The first few days after birth, women produce an early form of milk called colostrum. Colostrum comes in small amounts, and most babies drink about an ounce per day, which is sufficient for their tiny tummies. After those first 72 hours, the next stage of milk production (lactogenesis II) should transition colostrum into mature breast milk. When that stage is delayed, baby could be "at risk of insufficient feeding," says Hafken. And if baby isn't feeding early on, that can affect breastfeeding in the long-term. “The insufficient stimulation of the mother’s breasts can also threaten her plan for continued breastfeeding by permanently reducing her supply,” she says.

So, what can make your milk supply come in late? Here’s what the experts say can contribute to delayed milk production.

1. A Stressful Labor & Delivery Can Delay Milk Production

Jody Segrave-Daly, RN, IBCLC, cites a study that looked at how a woman’s stressful or traumatic birth affected her milk supply.

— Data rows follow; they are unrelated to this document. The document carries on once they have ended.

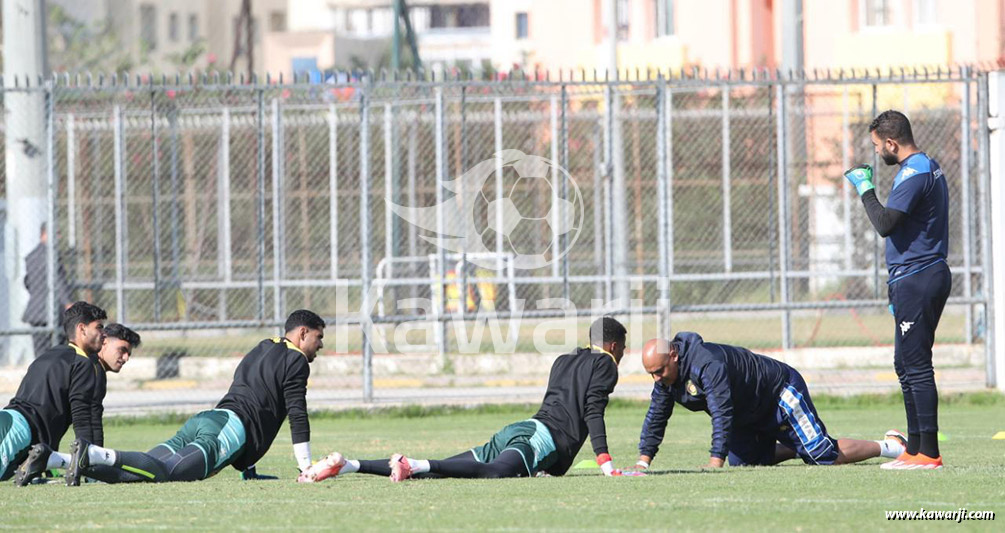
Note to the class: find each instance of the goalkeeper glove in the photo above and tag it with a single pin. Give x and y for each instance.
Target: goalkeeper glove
(860, 177)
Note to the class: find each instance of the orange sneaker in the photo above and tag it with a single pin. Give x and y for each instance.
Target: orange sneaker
(920, 462)
(895, 464)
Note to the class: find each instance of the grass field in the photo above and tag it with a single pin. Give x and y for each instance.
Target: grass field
(677, 496)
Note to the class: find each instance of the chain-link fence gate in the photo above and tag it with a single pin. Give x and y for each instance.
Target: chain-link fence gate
(432, 218)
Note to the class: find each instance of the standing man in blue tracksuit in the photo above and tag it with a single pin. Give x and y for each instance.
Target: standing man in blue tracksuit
(916, 225)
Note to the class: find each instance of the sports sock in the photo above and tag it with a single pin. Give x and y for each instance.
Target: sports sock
(914, 443)
(57, 461)
(102, 456)
(350, 467)
(930, 443)
(418, 466)
(889, 449)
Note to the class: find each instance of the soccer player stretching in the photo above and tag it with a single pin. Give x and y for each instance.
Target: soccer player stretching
(57, 390)
(574, 405)
(916, 224)
(269, 384)
(761, 408)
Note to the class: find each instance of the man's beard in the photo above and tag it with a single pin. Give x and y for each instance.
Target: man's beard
(888, 157)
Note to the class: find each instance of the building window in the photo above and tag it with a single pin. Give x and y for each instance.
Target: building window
(875, 13)
(925, 12)
(623, 17)
(148, 25)
(193, 27)
(173, 27)
(277, 21)
(664, 17)
(522, 29)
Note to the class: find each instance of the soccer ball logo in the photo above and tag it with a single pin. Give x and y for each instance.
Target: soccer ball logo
(531, 219)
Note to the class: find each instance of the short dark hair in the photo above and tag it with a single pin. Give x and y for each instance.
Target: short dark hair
(607, 329)
(892, 125)
(119, 331)
(80, 313)
(304, 317)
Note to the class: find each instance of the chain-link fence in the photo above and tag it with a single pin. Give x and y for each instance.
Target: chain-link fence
(426, 219)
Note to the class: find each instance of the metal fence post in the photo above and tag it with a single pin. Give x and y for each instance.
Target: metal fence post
(727, 190)
(277, 240)
(783, 216)
(966, 203)
(120, 177)
(50, 221)
(260, 124)
(225, 249)
(155, 200)
(440, 309)
(71, 180)
(662, 225)
(365, 316)
(992, 317)
(333, 188)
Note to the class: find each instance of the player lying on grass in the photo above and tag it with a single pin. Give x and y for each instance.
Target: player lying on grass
(574, 405)
(57, 390)
(761, 409)
(269, 384)
(117, 348)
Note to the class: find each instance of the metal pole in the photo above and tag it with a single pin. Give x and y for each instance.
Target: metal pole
(727, 190)
(226, 263)
(608, 173)
(155, 201)
(985, 214)
(333, 188)
(875, 236)
(50, 222)
(554, 110)
(277, 155)
(120, 155)
(663, 320)
(497, 133)
(389, 242)
(260, 124)
(845, 186)
(440, 229)
(71, 180)
(565, 195)
(365, 317)
(783, 217)
(966, 203)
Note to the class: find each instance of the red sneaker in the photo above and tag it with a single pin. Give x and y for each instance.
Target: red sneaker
(401, 470)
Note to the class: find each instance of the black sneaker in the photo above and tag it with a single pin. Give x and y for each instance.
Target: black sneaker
(34, 466)
(78, 462)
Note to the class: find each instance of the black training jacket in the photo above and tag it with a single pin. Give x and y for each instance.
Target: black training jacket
(578, 389)
(269, 384)
(57, 390)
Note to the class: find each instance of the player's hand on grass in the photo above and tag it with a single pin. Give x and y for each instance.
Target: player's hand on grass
(641, 465)
(251, 473)
(606, 465)
(860, 178)
(715, 463)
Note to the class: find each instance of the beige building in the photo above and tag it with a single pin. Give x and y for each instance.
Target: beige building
(157, 32)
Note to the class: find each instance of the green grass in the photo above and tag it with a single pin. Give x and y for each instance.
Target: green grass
(678, 496)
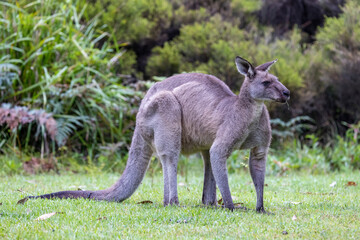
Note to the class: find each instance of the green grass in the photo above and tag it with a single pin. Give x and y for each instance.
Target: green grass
(324, 212)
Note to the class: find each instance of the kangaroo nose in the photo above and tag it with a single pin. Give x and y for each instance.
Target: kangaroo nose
(286, 93)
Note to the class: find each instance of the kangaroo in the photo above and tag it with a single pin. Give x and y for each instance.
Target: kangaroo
(194, 112)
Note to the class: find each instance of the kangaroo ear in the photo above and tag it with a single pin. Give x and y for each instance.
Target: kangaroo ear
(266, 66)
(244, 67)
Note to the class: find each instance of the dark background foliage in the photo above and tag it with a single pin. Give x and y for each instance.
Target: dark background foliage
(88, 63)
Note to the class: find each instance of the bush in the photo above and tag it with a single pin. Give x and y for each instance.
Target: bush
(50, 61)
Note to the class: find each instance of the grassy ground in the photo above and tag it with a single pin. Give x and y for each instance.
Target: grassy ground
(321, 211)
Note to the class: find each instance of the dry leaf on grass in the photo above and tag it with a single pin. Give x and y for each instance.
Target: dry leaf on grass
(22, 201)
(47, 215)
(351, 183)
(145, 202)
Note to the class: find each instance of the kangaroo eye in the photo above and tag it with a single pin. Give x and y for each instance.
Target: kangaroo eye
(266, 83)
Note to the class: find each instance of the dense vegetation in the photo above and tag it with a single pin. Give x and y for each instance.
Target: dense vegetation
(72, 74)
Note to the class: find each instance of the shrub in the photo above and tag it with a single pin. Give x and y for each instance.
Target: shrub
(50, 61)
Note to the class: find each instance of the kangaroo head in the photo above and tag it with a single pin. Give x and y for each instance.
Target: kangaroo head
(260, 84)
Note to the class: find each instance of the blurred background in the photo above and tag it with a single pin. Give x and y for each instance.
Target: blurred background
(73, 73)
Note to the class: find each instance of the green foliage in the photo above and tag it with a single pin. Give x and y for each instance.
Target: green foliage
(54, 61)
(211, 47)
(131, 20)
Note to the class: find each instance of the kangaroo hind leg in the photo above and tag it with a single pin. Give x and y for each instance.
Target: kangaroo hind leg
(209, 190)
(165, 120)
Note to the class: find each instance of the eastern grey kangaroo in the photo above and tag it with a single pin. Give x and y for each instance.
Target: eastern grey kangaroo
(193, 112)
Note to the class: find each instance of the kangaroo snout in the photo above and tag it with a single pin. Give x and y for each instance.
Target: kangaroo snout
(286, 93)
(285, 96)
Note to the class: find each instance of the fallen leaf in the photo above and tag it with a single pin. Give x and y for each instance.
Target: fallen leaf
(22, 201)
(47, 215)
(144, 202)
(31, 181)
(351, 183)
(238, 204)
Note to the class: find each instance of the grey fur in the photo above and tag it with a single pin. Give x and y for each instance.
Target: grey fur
(194, 112)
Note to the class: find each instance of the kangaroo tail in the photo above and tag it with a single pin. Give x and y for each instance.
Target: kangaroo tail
(137, 164)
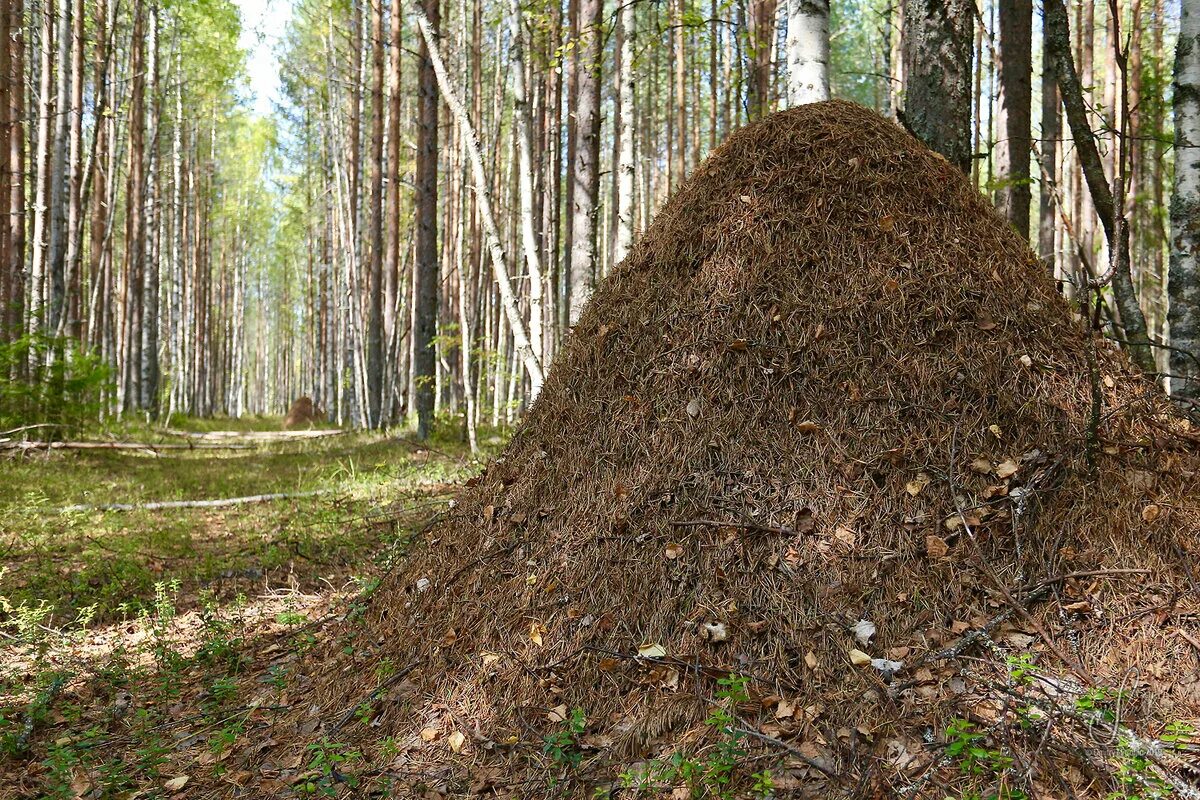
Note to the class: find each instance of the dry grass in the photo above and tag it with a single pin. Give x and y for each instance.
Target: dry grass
(829, 384)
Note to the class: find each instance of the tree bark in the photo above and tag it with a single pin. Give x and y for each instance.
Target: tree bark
(1183, 278)
(425, 276)
(1115, 228)
(1013, 193)
(1048, 220)
(586, 169)
(625, 168)
(526, 178)
(376, 244)
(937, 53)
(761, 38)
(483, 194)
(808, 52)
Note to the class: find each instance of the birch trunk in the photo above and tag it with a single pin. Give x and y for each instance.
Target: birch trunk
(1116, 230)
(625, 167)
(483, 193)
(808, 52)
(526, 180)
(1183, 278)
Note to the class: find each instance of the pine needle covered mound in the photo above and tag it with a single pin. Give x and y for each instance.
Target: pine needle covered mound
(829, 429)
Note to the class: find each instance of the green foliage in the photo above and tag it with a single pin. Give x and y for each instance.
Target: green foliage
(325, 769)
(563, 746)
(55, 382)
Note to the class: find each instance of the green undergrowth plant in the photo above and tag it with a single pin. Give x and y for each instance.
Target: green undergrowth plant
(713, 770)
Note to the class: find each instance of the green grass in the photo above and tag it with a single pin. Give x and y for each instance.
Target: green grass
(112, 559)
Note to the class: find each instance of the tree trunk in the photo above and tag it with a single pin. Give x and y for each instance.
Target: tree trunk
(937, 76)
(1013, 193)
(483, 194)
(1183, 280)
(586, 169)
(1048, 220)
(624, 238)
(425, 275)
(762, 37)
(526, 178)
(376, 244)
(1115, 228)
(808, 52)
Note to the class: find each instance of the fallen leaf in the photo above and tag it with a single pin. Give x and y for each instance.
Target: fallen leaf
(858, 657)
(917, 485)
(175, 783)
(652, 651)
(863, 631)
(935, 546)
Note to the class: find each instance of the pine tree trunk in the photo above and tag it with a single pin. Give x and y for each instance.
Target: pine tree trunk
(1115, 228)
(624, 239)
(762, 37)
(1183, 280)
(1013, 194)
(808, 52)
(526, 179)
(425, 277)
(937, 54)
(375, 234)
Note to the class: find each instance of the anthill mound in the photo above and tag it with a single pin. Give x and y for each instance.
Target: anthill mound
(828, 388)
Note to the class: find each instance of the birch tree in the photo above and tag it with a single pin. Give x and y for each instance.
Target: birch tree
(1183, 313)
(808, 52)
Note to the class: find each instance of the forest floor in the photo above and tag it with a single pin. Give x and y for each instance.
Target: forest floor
(94, 601)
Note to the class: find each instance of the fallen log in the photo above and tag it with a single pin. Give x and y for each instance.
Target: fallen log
(118, 445)
(221, 503)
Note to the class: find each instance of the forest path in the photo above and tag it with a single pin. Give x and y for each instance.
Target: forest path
(299, 511)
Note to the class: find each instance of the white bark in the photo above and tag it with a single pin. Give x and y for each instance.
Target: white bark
(525, 180)
(483, 196)
(625, 154)
(808, 52)
(1183, 282)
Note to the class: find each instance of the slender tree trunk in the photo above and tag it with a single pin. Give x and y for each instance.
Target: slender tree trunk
(425, 277)
(58, 188)
(1048, 218)
(376, 244)
(1183, 280)
(761, 43)
(1115, 228)
(526, 179)
(586, 169)
(1013, 193)
(937, 83)
(625, 167)
(483, 193)
(40, 262)
(808, 52)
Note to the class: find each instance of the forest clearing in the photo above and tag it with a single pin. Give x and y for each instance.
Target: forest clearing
(413, 398)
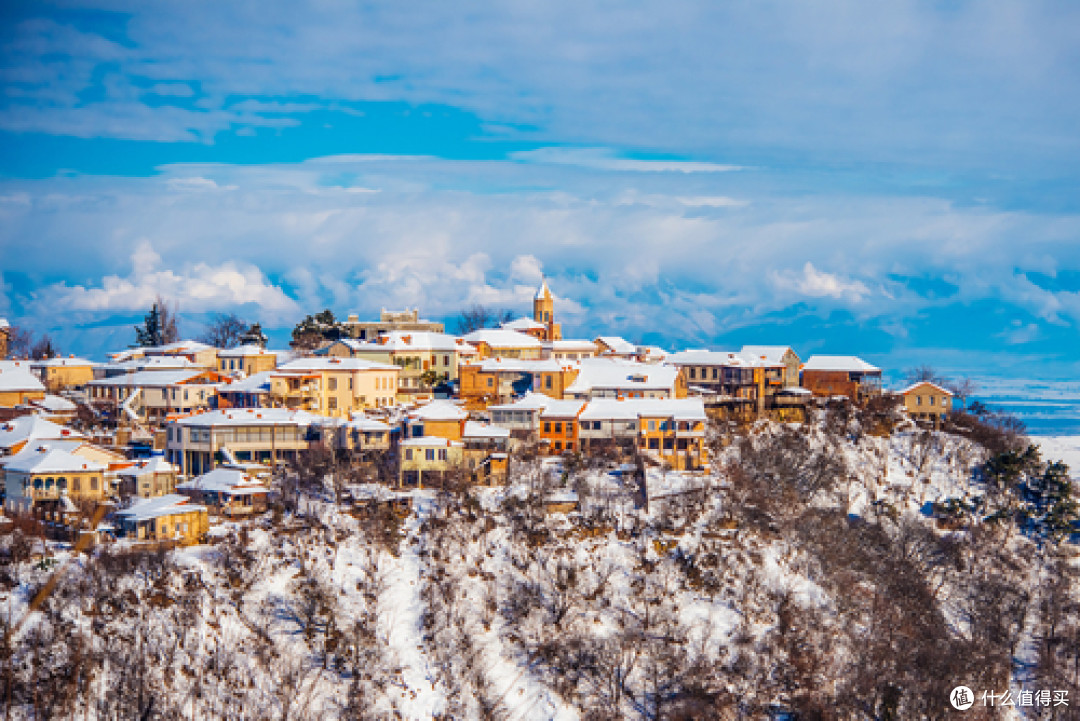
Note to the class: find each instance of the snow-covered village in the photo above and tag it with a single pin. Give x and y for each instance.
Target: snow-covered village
(677, 361)
(386, 520)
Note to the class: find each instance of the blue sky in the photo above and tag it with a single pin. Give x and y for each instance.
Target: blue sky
(898, 179)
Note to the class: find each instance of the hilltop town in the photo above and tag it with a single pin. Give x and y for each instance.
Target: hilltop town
(385, 519)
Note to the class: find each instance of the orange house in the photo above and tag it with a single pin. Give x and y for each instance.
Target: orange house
(558, 426)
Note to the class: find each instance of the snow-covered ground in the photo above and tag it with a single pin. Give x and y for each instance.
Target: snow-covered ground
(1061, 448)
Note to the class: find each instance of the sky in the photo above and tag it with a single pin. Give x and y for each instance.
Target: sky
(895, 179)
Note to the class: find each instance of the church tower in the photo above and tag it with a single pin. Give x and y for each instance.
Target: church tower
(543, 311)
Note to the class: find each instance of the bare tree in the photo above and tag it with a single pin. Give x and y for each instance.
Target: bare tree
(225, 330)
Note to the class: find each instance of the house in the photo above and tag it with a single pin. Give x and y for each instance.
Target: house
(429, 460)
(522, 417)
(569, 350)
(407, 321)
(615, 378)
(61, 373)
(18, 385)
(671, 431)
(441, 419)
(246, 359)
(197, 353)
(147, 478)
(615, 347)
(840, 375)
(424, 358)
(363, 434)
(502, 343)
(927, 402)
(777, 355)
(251, 392)
(228, 492)
(24, 431)
(499, 380)
(558, 425)
(197, 443)
(44, 473)
(171, 517)
(334, 385)
(153, 396)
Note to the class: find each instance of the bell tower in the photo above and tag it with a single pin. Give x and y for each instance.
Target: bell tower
(543, 311)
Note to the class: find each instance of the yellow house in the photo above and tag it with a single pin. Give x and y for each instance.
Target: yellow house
(333, 385)
(170, 517)
(502, 343)
(926, 400)
(248, 359)
(422, 356)
(49, 473)
(428, 460)
(17, 384)
(59, 373)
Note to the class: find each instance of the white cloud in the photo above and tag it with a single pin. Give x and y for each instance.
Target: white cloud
(604, 159)
(818, 284)
(199, 287)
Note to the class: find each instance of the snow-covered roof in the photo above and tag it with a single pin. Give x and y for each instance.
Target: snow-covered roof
(528, 402)
(771, 353)
(245, 352)
(502, 338)
(440, 410)
(419, 340)
(562, 409)
(52, 460)
(477, 430)
(150, 363)
(431, 441)
(523, 324)
(609, 409)
(620, 345)
(568, 345)
(921, 383)
(159, 506)
(225, 480)
(309, 365)
(364, 423)
(703, 357)
(250, 417)
(849, 363)
(153, 464)
(255, 383)
(30, 429)
(54, 404)
(154, 379)
(518, 366)
(16, 376)
(618, 373)
(61, 363)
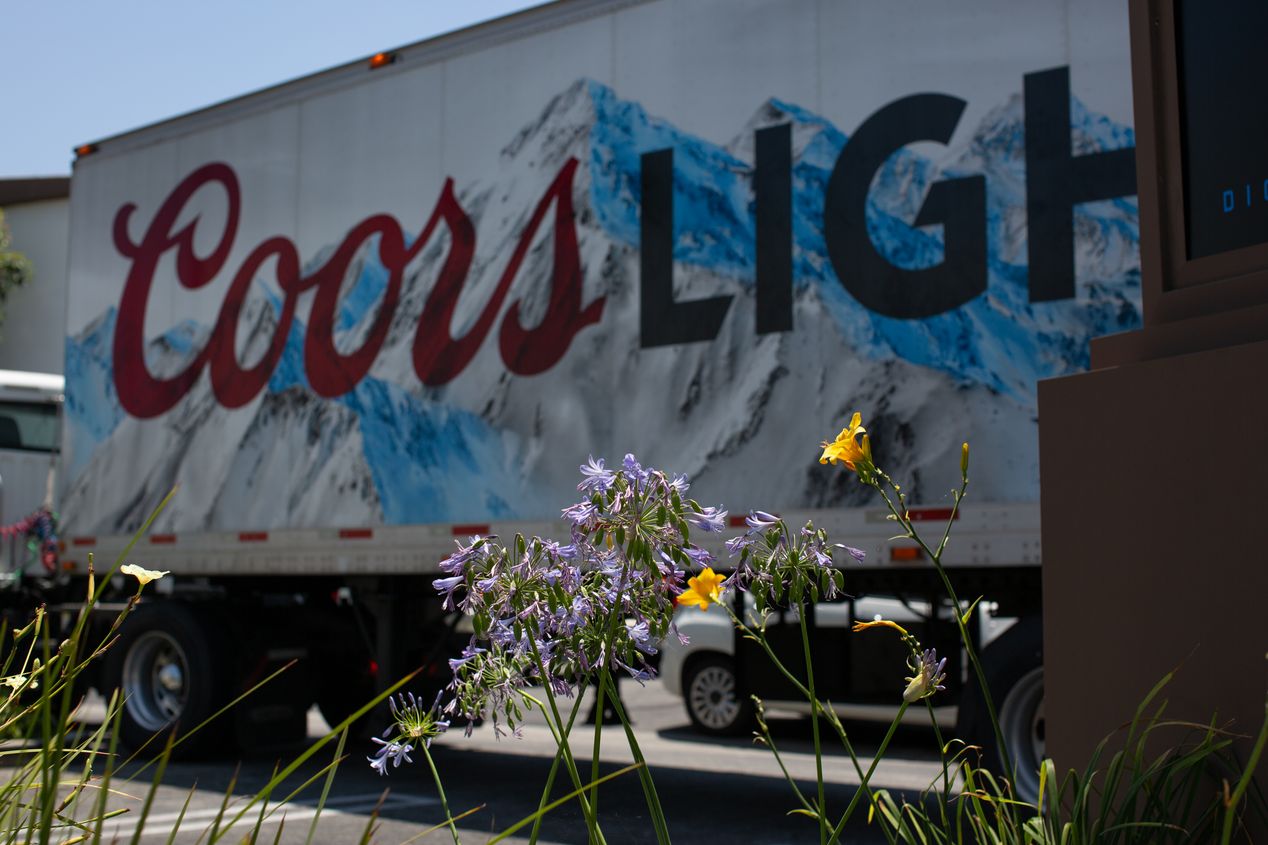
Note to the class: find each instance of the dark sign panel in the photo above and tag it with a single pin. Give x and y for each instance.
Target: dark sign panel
(1224, 123)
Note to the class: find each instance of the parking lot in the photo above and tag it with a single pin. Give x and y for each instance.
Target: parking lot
(714, 791)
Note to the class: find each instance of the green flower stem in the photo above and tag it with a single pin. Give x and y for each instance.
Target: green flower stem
(644, 775)
(440, 791)
(765, 731)
(936, 558)
(814, 727)
(605, 675)
(1244, 782)
(817, 707)
(596, 835)
(866, 779)
(942, 756)
(554, 768)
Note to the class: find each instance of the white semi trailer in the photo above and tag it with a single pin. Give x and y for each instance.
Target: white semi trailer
(362, 314)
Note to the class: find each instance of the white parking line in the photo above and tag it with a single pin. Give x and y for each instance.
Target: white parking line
(161, 824)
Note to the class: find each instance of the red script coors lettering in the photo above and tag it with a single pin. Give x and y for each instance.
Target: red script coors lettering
(438, 355)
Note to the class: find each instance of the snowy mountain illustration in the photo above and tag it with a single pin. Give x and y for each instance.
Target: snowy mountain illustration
(741, 414)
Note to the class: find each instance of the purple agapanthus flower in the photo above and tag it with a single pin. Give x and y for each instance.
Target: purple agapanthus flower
(760, 520)
(391, 751)
(448, 586)
(711, 519)
(597, 477)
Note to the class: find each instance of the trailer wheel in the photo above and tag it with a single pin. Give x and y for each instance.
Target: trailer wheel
(715, 704)
(170, 676)
(1013, 666)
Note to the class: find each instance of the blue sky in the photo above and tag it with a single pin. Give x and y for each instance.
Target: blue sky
(83, 70)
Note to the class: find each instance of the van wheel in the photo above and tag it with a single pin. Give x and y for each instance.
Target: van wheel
(1013, 666)
(169, 676)
(715, 704)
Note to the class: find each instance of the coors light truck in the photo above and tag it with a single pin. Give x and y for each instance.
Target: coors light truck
(368, 312)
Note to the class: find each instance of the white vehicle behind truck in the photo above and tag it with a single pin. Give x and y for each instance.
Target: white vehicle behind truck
(367, 312)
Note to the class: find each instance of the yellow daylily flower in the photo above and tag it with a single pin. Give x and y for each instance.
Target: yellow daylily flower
(879, 623)
(142, 574)
(847, 448)
(703, 590)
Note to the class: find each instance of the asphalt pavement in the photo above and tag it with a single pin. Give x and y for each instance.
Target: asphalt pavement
(713, 791)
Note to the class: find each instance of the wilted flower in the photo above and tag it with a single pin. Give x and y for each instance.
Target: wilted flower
(711, 519)
(141, 574)
(389, 753)
(928, 676)
(879, 623)
(703, 590)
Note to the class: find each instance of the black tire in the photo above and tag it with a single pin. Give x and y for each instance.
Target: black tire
(715, 703)
(1013, 665)
(173, 673)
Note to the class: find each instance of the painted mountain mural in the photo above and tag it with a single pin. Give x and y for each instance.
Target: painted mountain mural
(741, 414)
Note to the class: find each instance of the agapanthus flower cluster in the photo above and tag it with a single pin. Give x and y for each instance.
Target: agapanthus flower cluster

The findings confirmed that the longer and more stressful labor is for mom and baby, the later her milk supply will develop.

If a mom loses a lot of blood during the birth, that can take its toll on milk production, too. “The weakness and fatigue that accompany blood loss often disrupt the mother’s ability to hold and breastfeed her baby,” Segrave-Daly says. She adds that major blood loss can also lead to Sheehan's syndrome, which can result in difficulty lactating.

2. Having A Chronic Illness Can Delay Milk Production

Segrave-Daly says not every chronic illness is associated with delaying your milk production, but some may include:

  • Autoimmune diseases, like Crohn’s disease, lupus, multiple sclerosis, rheumatoid arthritis, and ulcerative colitis
  • Diabetes, type 1 or 2
  • Hypertension
  • Hypopituitarism
  • Hypothyroidism
  • Polycystic ovarian syndrome
  • Sickle cell disease

Most importantly, she says having a chronic illness does not mean a mother can't breastfeed successfully. It is, however, something women with chronic illness should discuss with their doctor and lactation professionals.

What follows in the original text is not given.